Commissioners review preliminary 2021 budget

CHAMBERSBURG—Franklin County Commissioners Wednesday took a look at the county’s $162.9 million preliminary budget for 2021, which does not include a tax increase.

A preliminary budget offers a summary of revenue projections and expenses based on department requests, including capital and personnel expansion.

Historically, the preliminary budget is higher than the final budget, according to county officials.

The 2021 preliminary budget for all county departments and operations includes a 10 percent increase in health benefit costs and a required pension contribution of $2.4 million.

Last year’s budget was proposed at $163.6 million, but finalized at $157.9 million.

“Though each department and office puts forth thoughtful initial requests, the board provides guidance which will help to prioritize objectives,” said County Administrator Carrie Gray.

“We’re projected to finish 2020 with $12 million in reserves—90 days worth of expenses,” said Commissioner Dave Keller. “We like to be in that 60- to 90-day window to maintain operations until tax revenues come in in the spring.”

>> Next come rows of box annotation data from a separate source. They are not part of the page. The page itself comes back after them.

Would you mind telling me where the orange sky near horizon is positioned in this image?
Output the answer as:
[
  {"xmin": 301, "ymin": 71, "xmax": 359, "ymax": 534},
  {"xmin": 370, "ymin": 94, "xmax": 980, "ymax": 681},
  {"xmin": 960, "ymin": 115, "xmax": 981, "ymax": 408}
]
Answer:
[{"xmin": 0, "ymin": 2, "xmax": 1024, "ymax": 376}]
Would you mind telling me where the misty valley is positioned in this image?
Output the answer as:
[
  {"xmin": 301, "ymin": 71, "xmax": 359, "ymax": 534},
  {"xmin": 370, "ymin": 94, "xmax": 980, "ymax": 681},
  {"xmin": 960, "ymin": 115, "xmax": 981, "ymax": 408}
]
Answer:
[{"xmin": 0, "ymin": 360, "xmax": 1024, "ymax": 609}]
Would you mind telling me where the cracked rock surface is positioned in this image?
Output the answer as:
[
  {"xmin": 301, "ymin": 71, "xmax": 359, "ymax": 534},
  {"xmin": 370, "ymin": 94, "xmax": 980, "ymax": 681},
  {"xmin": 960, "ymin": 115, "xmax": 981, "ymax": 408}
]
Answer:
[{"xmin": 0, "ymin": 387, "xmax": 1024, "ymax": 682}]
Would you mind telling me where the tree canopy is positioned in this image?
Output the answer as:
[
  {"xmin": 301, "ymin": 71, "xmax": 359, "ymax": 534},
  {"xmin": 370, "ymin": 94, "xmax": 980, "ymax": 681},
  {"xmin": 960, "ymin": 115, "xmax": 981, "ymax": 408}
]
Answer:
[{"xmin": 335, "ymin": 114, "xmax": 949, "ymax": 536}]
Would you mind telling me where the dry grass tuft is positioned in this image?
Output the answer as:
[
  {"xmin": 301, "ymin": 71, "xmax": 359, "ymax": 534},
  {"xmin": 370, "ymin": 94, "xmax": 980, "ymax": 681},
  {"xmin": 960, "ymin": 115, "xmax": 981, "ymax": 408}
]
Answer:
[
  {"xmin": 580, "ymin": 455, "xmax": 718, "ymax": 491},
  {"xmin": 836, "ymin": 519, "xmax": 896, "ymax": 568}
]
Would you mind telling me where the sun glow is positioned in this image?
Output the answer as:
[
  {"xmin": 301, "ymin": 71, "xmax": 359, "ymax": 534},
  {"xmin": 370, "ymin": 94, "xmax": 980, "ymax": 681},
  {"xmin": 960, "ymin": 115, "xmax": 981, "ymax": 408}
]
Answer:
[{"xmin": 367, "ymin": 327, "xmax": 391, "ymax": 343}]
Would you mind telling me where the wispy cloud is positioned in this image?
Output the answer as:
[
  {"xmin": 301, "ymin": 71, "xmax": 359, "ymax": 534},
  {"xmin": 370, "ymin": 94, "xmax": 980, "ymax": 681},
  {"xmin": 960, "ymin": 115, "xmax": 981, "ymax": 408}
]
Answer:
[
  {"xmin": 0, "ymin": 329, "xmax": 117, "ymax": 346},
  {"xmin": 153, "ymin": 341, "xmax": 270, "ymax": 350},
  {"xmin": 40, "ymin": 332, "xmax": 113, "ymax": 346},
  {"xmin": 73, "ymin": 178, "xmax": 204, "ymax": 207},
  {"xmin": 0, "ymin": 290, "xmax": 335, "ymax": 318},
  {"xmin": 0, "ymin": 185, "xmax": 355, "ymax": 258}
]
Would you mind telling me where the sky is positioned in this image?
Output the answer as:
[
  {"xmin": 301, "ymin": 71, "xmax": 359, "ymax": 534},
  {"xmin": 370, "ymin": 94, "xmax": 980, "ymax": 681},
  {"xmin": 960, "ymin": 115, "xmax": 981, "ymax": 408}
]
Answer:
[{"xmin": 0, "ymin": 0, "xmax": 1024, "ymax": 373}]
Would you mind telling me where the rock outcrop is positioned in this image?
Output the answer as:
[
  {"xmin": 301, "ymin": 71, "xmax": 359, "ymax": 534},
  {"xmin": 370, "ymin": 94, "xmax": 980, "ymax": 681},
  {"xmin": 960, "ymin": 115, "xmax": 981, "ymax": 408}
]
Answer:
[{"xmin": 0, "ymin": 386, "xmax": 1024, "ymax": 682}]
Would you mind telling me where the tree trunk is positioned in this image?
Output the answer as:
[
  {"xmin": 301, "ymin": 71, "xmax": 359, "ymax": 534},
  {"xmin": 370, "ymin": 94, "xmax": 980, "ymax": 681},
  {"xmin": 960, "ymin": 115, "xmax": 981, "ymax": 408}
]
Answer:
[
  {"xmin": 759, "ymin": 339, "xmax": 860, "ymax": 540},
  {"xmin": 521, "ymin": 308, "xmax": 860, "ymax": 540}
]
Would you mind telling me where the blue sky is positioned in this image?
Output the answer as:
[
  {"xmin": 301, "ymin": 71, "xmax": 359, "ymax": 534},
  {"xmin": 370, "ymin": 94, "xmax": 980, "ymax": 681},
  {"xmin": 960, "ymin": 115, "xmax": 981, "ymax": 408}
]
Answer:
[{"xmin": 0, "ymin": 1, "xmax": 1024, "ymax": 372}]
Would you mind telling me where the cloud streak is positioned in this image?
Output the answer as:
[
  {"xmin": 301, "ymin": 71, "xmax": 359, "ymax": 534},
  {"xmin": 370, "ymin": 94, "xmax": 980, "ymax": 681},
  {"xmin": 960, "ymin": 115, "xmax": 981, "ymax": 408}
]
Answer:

Keller said he proposes the 2021 budget without a tax increase by taking a “selective approach” to spending, with a focus on technology, information services and drug/alcohol abuse prevention.

“I think we can achieve a balanced budget by making use of our reserves,” Keller said.

“This is a big budget with a lot of moving parts. You never like to dip into funds and reserves,” said Commissioner John Flannery, adding ultimately, he agrees with Keller. “I’m confident we will be able to maintain a balanced budget through 2021.”

Commissioner Bob Ziobrowski, however, wasn’t convinced a zero tax increase is prudent in the longterm.

“In the long-run, we’re going to have to raise taxes because in Pa., assessments don’t change. Mathematically, over the next 5 or 10 years, we will have to raise the millage rate or we will die on the vine,” Ziobrowski said, adding if taxes aren’t raised incrementally this year, next year could see an increase.

“I’d be comfortable raising taxes 1 mill this year rather than 2 mills next year,” he said. “I desire a 0 increase as well, but it’s the old, ‘do we fix the roof now or have to replace the building later’ metaphor.”

“I don’t think it’s inevitable,” Flannery said. “We have to be diligent about the way we spend money.”

Gray said her team will take another look at the budget and return to the board with the proposed budget Nov. 25. Final budget adoption is planned for Dec. 16.